Human Rights Watch reported that the court made the decision on 28 July, affirming their guilt on charges of sodomy under article 230 of the penal code.

The men had originally been sentenced to two years in jail in June, but the appeals court reduced their sentence to one year in prison.

Police arrested the men, both 26, on suspicion of same-sex conduct on 3 June in Le Kef, a city 175 kilometres southwest of Tunis, after one of them filed an unrelated complaint against the other.

Human Rights Watch said their conviction violates the rights to privacy and non-discrimination under international law and under the North African country’s 2014 constitution.

The court’s decision was based on the men’s’ alleged “confessions” during the police investigation to engaging in same-sex relations, which both defendants repudiated before that court.

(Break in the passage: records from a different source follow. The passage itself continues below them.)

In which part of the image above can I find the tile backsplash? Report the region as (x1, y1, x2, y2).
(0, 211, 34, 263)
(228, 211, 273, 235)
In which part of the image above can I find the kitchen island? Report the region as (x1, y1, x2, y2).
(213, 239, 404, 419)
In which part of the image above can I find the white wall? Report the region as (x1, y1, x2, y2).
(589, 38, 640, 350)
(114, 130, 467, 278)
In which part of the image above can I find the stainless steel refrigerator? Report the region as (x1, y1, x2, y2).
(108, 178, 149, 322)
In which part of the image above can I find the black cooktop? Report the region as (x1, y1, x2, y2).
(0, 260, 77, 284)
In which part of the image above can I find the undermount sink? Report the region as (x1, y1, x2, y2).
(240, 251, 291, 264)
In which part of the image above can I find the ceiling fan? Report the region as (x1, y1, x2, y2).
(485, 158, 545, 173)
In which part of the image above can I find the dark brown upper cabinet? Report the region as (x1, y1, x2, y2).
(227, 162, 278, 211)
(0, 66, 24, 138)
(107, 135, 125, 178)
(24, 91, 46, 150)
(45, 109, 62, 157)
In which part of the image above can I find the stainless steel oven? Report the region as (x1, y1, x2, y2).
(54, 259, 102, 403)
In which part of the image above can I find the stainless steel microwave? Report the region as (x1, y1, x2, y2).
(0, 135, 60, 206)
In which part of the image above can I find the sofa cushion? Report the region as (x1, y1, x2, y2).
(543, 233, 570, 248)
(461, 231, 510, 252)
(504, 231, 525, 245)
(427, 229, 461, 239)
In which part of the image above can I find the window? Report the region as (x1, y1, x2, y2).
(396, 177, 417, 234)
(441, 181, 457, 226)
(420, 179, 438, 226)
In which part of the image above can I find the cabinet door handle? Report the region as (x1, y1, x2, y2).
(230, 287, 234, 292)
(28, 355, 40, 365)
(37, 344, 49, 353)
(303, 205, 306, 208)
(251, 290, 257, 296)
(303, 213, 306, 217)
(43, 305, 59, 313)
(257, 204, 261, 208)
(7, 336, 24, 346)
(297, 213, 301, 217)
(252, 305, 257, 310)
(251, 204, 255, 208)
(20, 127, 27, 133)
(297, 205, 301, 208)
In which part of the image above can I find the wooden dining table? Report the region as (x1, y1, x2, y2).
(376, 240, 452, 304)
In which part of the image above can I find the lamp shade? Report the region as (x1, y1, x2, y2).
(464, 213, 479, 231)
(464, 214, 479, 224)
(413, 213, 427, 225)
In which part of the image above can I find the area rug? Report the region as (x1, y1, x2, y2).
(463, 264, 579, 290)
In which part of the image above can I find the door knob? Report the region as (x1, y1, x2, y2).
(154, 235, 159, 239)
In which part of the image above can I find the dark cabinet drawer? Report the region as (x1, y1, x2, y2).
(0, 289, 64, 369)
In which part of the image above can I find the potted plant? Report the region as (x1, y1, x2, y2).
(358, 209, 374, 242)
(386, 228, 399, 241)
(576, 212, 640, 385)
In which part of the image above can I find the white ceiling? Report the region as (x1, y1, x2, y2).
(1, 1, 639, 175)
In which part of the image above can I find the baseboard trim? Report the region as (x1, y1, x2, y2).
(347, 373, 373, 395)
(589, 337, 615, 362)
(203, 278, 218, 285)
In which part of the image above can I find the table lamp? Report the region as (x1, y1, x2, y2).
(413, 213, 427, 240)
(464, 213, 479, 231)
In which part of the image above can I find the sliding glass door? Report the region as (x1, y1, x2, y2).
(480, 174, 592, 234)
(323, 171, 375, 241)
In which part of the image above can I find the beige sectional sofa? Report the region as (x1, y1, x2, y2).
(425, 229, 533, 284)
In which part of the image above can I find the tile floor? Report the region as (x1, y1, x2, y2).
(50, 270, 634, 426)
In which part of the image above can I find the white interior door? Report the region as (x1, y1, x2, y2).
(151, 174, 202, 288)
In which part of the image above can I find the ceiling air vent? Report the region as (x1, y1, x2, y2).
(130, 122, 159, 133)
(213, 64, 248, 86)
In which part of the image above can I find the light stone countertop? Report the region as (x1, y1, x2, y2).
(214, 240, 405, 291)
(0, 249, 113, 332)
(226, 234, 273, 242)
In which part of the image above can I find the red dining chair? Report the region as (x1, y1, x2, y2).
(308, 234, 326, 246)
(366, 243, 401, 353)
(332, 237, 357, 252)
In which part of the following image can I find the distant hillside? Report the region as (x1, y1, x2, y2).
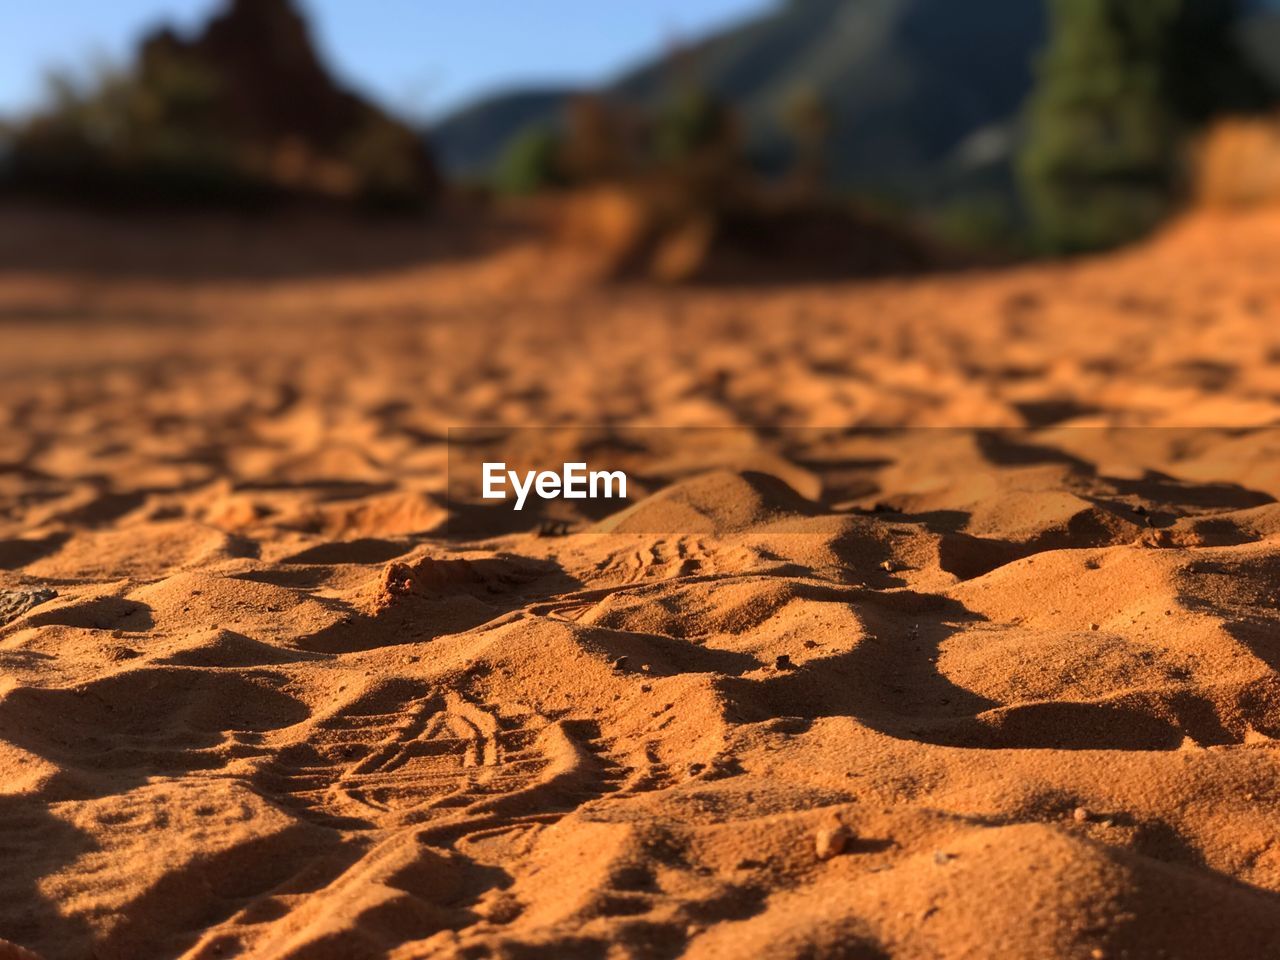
(431, 87, 577, 180)
(1239, 9, 1280, 90)
(429, 0, 1280, 206)
(430, 0, 1045, 204)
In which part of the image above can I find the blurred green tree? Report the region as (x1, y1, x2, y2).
(784, 86, 831, 195)
(653, 88, 736, 166)
(494, 125, 564, 195)
(9, 58, 251, 204)
(1020, 0, 1271, 253)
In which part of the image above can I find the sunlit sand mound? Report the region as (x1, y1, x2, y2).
(3, 206, 1280, 957)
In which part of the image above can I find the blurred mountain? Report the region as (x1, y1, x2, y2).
(431, 0, 1044, 203)
(1239, 9, 1280, 91)
(430, 0, 1280, 206)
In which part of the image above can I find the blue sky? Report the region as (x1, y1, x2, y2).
(0, 0, 773, 123)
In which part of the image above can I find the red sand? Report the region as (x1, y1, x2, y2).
(2, 208, 1280, 958)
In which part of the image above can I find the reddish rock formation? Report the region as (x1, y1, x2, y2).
(137, 0, 438, 206)
(11, 0, 438, 209)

“The court’s insistence on upholding sodomy charges against the defendants and locking them up for one year is a grave injustice,” said Rasha Younes, LGBT rights researcher at Human Rights Watch. “Tunisia needs to step up to its image as a guardian of individual freedoms and stop convicting people under article 230, while acting swiftly to abolish this law altogether.”

Hassina Darraji, the lawyer who represented the men, said she brought to the court’s attention the defendants’ statements that the police bullied, insulted, and threatened them to get them to confess to being gay, and attempted to persuade them to undergo an anal exam, purportedly to test for sodomy, which they refused.

The defendants pleaded not guilty to all charges and refuted allegations related to their sexual orientation. Darraji also unsuccessfully attempted to persuade the court that the charges are arbitrary and violate Tunisia’s constitution. The two men are being held in a prison in Ben Arous, near Tunis.

“The Tunisian appeals court’s convictions of these men violate basic human rights principles, including the rights to privacy and nondiscrimination protected by the 2014 constitution,” Younes said. “Tunisia should send a strong message against arbitrary convictions under archaic sodomy laws and release the two men immediately.”